Ini bukan karakter novel, semenjak datang ke dunia ini, aku selalu menganggap semua hal disini adalah ilusi, namun, setelah merasakan dinginnya mayat, dan hangatnya pelukan, aku bisa mengatakan ini dengan yakin, bahwa mereka adalah makhluk hidup, mereka memiliki emosi, pikiran, dan moral masing-masing.
Mereka sama sepertiku, seorang, manusia.
"Maaf, bu. Aku janji, tidak akan membuatmu khawatir lagi," ujarku lembut.
Diam-diam, wanita itu terisak-isak begitu mendengar kalimatku, dan menjawabnya, "Kenapa kamu malah minta maaf, itu bukan salahmu, ibu hanya khawatir kamu syok melihat hal-hal seperti itu, sebagai ibumu, biarkan aku mengkhawatirkanmu."
Kata-kata itu, entah mengapa tidak asing, "Biarkan aku mengkhawatirkanmu, bodoh!"
"Ugh... Aku, baiklah, aku lelah, bu."
Setelah mengatakan itu, aku pun langsung disuruh untuk beristirahat.

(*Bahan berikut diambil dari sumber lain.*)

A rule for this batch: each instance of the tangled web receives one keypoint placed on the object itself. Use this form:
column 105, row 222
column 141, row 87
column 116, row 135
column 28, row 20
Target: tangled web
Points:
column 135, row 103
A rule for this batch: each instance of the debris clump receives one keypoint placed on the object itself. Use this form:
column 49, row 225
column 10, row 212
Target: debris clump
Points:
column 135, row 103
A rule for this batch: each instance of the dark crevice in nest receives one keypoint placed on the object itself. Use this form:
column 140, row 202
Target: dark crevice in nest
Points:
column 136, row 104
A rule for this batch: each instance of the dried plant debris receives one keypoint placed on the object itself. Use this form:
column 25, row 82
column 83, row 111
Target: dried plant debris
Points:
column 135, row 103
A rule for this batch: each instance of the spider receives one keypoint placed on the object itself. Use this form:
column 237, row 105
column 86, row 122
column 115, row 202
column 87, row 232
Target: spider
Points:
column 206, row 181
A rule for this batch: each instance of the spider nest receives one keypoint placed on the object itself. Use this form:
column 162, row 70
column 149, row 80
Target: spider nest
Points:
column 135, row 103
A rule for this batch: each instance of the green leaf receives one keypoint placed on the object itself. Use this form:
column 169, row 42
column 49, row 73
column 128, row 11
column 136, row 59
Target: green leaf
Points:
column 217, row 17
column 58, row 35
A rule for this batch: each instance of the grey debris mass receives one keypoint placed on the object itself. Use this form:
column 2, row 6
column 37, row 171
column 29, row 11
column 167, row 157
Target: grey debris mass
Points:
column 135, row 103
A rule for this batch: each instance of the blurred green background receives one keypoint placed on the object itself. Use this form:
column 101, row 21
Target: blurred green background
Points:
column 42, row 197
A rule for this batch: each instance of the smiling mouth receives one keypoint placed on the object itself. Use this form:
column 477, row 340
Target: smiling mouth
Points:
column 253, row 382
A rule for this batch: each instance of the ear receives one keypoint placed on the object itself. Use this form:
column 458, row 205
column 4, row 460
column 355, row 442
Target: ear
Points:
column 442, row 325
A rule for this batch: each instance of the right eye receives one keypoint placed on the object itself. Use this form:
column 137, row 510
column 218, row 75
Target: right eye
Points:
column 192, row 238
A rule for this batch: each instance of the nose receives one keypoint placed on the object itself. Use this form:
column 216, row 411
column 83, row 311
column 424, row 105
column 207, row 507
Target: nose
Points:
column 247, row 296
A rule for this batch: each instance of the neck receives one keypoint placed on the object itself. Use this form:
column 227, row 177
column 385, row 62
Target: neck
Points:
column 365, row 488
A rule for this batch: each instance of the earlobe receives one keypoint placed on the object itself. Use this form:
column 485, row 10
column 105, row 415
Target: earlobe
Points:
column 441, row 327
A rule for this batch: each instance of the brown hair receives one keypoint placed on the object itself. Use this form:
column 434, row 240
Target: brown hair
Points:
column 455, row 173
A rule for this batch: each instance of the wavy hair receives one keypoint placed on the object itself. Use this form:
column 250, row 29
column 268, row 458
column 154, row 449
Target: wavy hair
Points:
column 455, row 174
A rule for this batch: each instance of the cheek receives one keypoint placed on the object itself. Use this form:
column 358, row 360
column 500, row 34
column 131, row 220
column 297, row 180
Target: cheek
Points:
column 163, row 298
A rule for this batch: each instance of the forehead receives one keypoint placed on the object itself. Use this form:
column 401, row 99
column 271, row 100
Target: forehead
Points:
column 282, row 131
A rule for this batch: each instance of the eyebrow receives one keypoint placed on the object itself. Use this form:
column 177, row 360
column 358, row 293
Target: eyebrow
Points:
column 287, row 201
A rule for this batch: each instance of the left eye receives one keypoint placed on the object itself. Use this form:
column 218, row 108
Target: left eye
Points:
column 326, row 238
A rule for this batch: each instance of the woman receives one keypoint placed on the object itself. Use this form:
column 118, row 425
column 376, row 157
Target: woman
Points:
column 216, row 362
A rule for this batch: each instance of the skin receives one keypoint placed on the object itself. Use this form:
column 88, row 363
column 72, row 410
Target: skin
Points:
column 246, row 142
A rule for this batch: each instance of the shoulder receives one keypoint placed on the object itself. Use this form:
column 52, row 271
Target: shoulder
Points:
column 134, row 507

Malam itu menjadi malam terpanjang yang pernah aku rasakan selama 20 tahun lebih aku hidup.
Mulai dari pembunuhan pertama yang aku lihat di dunia nyata, sampai kehangatan orang asing yang membuatku sadar akan realita yang saat ini sedang aku hadapi.
Namun, ada satu hal yang membuatku penasaran, kalimat barusan terus terngiang-ngiang di dalam mimpiku, sesuatu yang terasa dekat, namun menyakitkan, membuatku enggan untuk mengingatnya kembali.
***
"Aku pulang...."
Tidak ada siapapun yang menjawab.
"Selamat datang, anakku,"
Jawaban datang dari orang yang sama.